By default, this searches for any categories containing your search term: eg, Tudor will also find Tudors, Tudor History, etc. Check the 'exact' box to restrict searching to categories exactly matching your search. All searches are case-insensitive.

This is a search for tags/categories assigned to blog posts by their authors. The terminology used for post tags varies across different blog platforms, but WordPress tags and categories, Blogspot labels, and Tumblr tags are all included.

This search feature has a number of purposes:

1. to give site users improved access to the content EMC has been aggregating since August 2012, so they can look for bloggers posting on topics they're interested in, explore what's happening in the early modern blogosphere, and so on.

2. to facilitate and encourage the proactive use of post categories/tags by groups of bloggers with shared interests. All searches can be bookmarked for reference, making it possible to create useful resources of blogging about specific news, topics, conferences, etc, in a similar fashion to Twitter hashtags. Bloggers could agree on a shared tag for posts, or an event organiser could announce one in advance, as is often done with Twitter hashtags.

Caveats and Work in Progress

This does not search post content, and it will not find any informal keywords/hashtags within the body of posts.

If EMC doesn't find any <category> tags for a post in the RSS feed it is classified as uncategorized. These and any <category> 'uncategorized' from the feed are omitted from search results. (It should always be borne in mind that some bloggers never use any kind of category or tag at all.)

This will not be a 'real time' search, although EMC updates content every few hours so it's never very far behind events.

The search is at present quite basic and limited. I plan to add a number of more sophisticated features in the future including the ability to filter by blog tags and by dates. I may also introduce RSS feeds for search queries at some point.

Constructing Search Query URLs

If you'd like to use an event tag, it's possible to work out in advance what the URL will be, without needing to visit EMC and run the search manually (though you might be advised to check it works!).

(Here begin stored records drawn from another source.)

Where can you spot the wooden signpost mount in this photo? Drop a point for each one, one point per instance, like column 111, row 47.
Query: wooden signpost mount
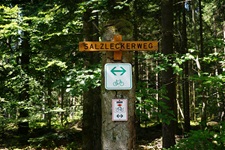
column 118, row 46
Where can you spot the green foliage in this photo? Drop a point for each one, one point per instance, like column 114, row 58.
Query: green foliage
column 203, row 139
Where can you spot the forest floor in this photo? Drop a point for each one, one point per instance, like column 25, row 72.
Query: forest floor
column 71, row 138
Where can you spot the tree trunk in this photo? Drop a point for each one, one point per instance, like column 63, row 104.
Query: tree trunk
column 23, row 126
column 168, row 78
column 118, row 135
column 186, row 87
column 91, row 128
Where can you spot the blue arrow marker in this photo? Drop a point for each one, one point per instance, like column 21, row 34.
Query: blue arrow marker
column 122, row 71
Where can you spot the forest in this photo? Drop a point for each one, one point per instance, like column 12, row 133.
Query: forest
column 53, row 96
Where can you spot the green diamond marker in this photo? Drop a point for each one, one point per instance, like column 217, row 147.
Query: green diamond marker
column 122, row 71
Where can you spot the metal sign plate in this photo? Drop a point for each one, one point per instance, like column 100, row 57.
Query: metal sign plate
column 118, row 76
column 119, row 110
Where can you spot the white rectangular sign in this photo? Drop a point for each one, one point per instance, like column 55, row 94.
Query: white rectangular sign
column 118, row 76
column 119, row 110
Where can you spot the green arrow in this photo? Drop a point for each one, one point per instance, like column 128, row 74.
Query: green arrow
column 122, row 71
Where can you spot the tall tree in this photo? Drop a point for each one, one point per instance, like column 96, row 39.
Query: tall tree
column 168, row 78
column 118, row 135
column 92, row 102
column 186, row 97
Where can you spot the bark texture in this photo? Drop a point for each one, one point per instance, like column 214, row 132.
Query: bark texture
column 117, row 135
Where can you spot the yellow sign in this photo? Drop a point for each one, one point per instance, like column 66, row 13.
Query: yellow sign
column 119, row 45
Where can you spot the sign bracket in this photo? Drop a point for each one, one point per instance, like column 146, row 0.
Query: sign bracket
column 117, row 54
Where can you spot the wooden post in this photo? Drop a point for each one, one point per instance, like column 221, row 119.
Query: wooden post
column 117, row 135
column 118, row 54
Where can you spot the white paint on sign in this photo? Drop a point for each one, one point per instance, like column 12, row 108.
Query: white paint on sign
column 119, row 110
column 118, row 76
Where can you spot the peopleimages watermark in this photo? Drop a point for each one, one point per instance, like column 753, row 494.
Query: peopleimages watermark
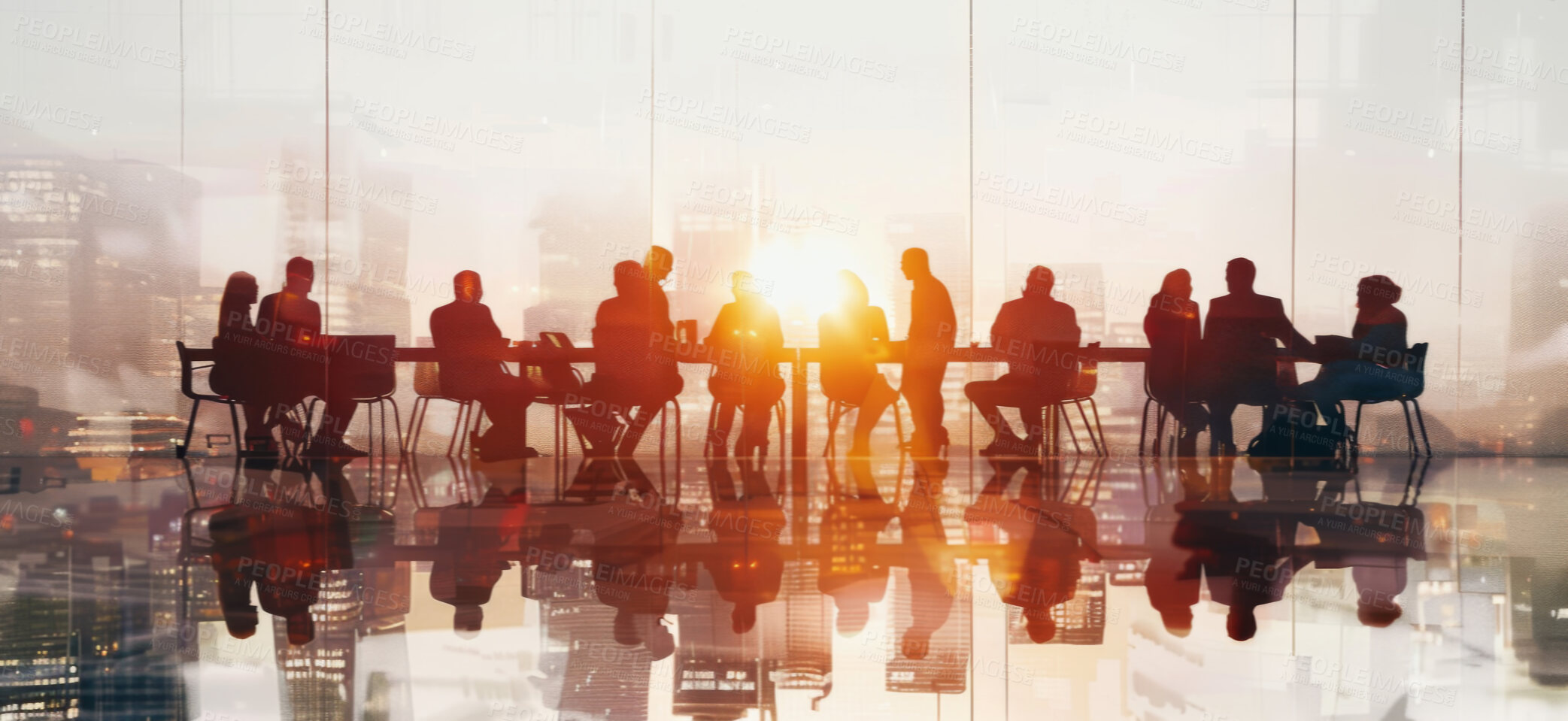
column 1345, row 273
column 299, row 179
column 1137, row 140
column 88, row 46
column 1424, row 129
column 1498, row 66
column 1481, row 223
column 744, row 206
column 723, row 121
column 1089, row 47
column 384, row 38
column 802, row 59
column 684, row 274
column 1053, row 201
column 1363, row 682
column 429, row 129
column 23, row 112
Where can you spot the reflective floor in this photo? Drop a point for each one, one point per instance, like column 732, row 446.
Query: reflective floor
column 851, row 588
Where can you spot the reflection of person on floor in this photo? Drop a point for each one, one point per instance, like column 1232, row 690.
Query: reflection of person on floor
column 1375, row 541
column 1042, row 568
column 747, row 526
column 629, row 568
column 744, row 339
column 300, row 371
column 854, row 576
column 469, row 563
column 1374, row 361
column 1039, row 335
column 241, row 367
column 1239, row 352
column 1175, row 342
column 927, row 559
column 1242, row 550
column 933, row 326
column 471, row 347
column 628, row 374
column 1173, row 576
column 854, row 339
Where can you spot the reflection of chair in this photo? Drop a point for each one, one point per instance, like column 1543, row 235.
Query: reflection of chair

But you'll need to use URL encoding as appropriate for any spaces or punctuation in the tag (so it might be a good idea to avoid them).

This is the basic structure:

http://emc.historycarnival.org/searchcat?s={search term or phrase}

For example, the URL for a simple search for categories containing London:

http://emc.historycarnival.org/searchcat?s=london

The URL for a search for the exact category Gunpowder Plot:

http://emc.historycarnival.org/searchcat?s=Gunpowder%20Plot&exact=on

In this more complex URL, %20 is the URL encoding for a space between words and &exact=on adds the exact category requirement.

I'll do my best to ensure that the basic URL construction (searchcat?s=...) is stable and persistent as long as the site is around.